None of those interviewed felt Rev. Schuller was being intentionally aberrant in his theology. “His motives may be good, and his efforts noble,” notes Geisler. “Sincerity’s not a test for truth, however, and if people don’t know more when they hear him, its questionable whether they will be able to come to the point of salvation. I do know, though, there are follow-up programs in his church, where people get more deeply into the Scriptures.”

One lesson is well articulated by Geisler. “We need to examine any teaching we hear in light of the Scriptures as the Bereans did in Acts 16. We should ask not `How sincere are the people?’ or `How many are being reached and helped?’ but `What precisely is the gospel being preached?’ It’s one thing to cloak the moral gospel in psychological terms so people can understand it, it’s another thing to reduce it to these terms.”

Paul Vitz finds a lesson tinged with positive aspects. “One of the main appeals to Schuller’s message which is legitimate but needs to be dealt with differently is that the result of being a Christian should be a life of joy. It’s not the joy of self-salvation; it’s the joy of being saved. It’s the difference between the receipt of an enormous, undeserved, and glorious gift, and the self-satisfaction that comes from having done a good job on your own, which is at the center of pride.”

WHAT ARE WORDS FOR?

Perhaps the great truth illustrated by the problems in Rev. Schuller’s theology is this: When words are stripped of their historical meaning, they lose all meaning.

A general example might be the scripture, “God is love.” When someone mentions that God is love, the hearer may be emotionally blessed. But what does “God” mean? Jehovah or Maharaj Ji? And what does “love” mean? Anything from Paul’s definitions in 1 Corinthians 13 to Bob Guccione’s definition in Penthouse magazine. The end result? Meaninglessness.
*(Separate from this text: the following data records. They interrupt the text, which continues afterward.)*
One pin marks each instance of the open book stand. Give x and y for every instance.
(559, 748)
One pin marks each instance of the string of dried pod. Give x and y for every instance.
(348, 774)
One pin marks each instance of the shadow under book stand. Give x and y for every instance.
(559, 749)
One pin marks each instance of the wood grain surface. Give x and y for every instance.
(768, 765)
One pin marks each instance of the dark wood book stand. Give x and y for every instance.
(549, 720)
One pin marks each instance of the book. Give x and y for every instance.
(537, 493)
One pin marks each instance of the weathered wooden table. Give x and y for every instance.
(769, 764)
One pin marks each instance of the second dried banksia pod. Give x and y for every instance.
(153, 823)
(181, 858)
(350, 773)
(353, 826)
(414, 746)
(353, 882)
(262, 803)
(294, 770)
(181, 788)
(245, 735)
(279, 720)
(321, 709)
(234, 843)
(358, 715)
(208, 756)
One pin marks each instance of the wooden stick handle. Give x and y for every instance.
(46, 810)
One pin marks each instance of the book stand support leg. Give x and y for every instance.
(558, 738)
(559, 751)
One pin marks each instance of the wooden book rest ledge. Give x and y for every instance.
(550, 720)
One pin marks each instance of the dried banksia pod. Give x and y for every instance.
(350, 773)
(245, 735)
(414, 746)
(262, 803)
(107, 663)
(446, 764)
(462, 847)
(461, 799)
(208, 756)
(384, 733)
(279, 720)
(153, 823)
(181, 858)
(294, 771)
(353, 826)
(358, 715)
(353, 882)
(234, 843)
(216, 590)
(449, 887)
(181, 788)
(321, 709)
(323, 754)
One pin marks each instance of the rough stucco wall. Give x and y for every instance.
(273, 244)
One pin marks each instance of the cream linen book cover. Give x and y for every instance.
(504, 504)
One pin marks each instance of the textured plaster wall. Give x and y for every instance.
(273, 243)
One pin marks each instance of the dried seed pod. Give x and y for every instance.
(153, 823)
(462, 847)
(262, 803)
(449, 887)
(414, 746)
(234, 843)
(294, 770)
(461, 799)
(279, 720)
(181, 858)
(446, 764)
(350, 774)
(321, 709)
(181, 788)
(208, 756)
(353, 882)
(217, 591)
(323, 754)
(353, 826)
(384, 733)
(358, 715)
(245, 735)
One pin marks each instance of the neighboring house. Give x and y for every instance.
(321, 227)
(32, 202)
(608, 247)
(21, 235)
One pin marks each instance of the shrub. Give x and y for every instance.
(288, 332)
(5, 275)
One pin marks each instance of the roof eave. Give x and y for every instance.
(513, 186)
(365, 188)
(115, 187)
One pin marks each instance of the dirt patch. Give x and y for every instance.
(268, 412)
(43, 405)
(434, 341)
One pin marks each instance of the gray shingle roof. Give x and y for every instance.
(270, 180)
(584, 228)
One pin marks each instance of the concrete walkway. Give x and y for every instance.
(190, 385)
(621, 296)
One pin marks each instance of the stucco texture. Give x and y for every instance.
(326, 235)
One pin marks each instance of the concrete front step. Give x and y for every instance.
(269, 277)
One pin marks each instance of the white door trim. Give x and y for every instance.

So it goes with Schuller’s redefinition of sin, and his muddying of the historical meaning of salvation. Christianity threatens to become nothing more than what Francis Schaeffer called “God-words,” terms that sound Christian but mean whatever the hearer wants them to.

It is important for us as believers to respect biblical authority, and in its historical context. At bottom this is the reason we must not accept a gospel emphasizing salvation without sovereignty, taking words filled with power and vital meaning and squeezing them into whatever cultural mold lies closest at hand. The Bible reveals the only reality there is, and though the two-edged sword sometimes cuts its wearer, it’s only because we need the stinging healing God’s Word brings. If the Word is only words, it has no edge. The Gospel becomes a self-serving gospel of shallow emotionalism.

Robert Schuller has sincerely erred, and those of us who might be filled with self-righteous indignation would do well to remember where righteousness comes from. We should pray and write Rev. Schuller, lovingly pointing out his errors in mixing Scripture with psychology. Finally, we should look to ourselves that our faith is not corrupted by the leavening influence of secular culture, but influenced by the unchanging Word of God.